Cベース設計とは? 導入の課題は? ――人手による介入が必須,完全自動合成は幻想

藤田昌宏

tag: 半導体

技術解説 2003年3月 3日

 ここではCベース設計の流れと,その導入の課題について解説する.Cベース設計とは,C/C++やその拡張言語に基づくシステム・レベル設計,あるいはハードウェア・ソフトウェア協調設計のことを指す.Cベース設計について,「従来より抽象度の高いレベルの記述から完全自動合成が行える」という誤解がある.現実には,合成技術に過大な期待を寄せるのは危険で,人手による介入が必ず必要になる.  (編集部)

 Cベース設計が注目されるようになってから,3年近くたちました.すでに,「C言語で設計できるのか?」という質問ではなく,「具体的にどのような手法が自分には向いているのか?」を考える時期に来ていると思います.

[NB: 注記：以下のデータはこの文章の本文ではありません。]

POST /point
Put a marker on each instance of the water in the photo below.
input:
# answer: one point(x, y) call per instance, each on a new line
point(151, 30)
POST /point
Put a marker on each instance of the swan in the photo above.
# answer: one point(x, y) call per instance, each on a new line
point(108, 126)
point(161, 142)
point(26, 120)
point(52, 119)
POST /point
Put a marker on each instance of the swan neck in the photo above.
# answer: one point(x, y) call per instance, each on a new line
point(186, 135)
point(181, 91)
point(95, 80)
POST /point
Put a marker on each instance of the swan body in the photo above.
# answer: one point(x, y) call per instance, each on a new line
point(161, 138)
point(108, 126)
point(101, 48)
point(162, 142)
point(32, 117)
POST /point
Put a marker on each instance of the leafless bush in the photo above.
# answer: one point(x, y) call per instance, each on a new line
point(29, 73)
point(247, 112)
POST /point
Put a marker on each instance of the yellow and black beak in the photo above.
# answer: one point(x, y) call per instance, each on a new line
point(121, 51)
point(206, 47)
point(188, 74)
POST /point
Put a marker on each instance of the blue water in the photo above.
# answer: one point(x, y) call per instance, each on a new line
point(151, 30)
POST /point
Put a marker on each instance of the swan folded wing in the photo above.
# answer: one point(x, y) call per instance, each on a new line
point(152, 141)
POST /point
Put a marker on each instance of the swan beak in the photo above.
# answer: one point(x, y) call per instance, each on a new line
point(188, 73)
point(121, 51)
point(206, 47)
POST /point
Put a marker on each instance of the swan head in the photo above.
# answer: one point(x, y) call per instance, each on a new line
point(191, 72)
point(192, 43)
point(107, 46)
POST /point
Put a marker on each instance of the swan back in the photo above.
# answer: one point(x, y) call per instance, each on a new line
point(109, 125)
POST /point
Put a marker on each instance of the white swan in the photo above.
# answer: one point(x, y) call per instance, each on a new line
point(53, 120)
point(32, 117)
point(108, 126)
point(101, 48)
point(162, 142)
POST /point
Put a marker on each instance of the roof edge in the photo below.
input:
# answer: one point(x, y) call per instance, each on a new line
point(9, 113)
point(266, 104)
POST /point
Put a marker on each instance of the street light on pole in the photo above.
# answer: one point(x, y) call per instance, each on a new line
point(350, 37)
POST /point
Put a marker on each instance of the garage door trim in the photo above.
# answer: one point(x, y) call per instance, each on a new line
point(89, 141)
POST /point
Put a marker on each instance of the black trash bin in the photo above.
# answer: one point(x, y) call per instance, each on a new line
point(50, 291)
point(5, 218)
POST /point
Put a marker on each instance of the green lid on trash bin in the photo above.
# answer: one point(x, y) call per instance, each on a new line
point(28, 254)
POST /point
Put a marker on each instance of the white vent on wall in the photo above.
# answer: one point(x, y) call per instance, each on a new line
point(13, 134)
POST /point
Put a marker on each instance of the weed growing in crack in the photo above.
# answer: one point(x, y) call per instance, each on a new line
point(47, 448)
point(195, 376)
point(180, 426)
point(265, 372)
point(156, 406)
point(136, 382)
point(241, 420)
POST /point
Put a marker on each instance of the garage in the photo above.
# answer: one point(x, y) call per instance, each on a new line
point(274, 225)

 最近のシステムLSIは,システム全体を1チップに(または,かなり大きな回路ブロックを1チップに)載せています.つまり,システムLSI設計とは,システム全体を設計することにもなるので,当然,システムに含まれる「ソフトウェア」もその設計対象となります.結果的に,ハードウェアだけでなく,その上で動作するソフトウェアも考慮した設計,すなわち「ハードウェア・ソフトウェア協調設計」が必須となり,従来のLSI設計で利用されてきたVerilog HDLやVHDL(ハードウェア記述言語)だけでは対応できないことになります.何らかの方法でソフトウェア設計記述との連携が必要であり,その意味で,ハードウェア設計においてもC/C++言語の利用が重要になってきています.

 この流れは「人の雇用」の統計にもはっきりと表れています.現在,いわゆる半導体メーカと呼ばれる企業の採用統計を見てみると,半導体が微細化され,0.13μm以下のプロセスになってくると,ハードウェア設計者の採用数よりもソフトウェア開発者(組み込みソフトウェア技術者)の採用数のほうが多くなってきています.これは,開発工数として,システムLSI開発において,すでにソフトウェア開発量のほうが多くなっていることを示しています.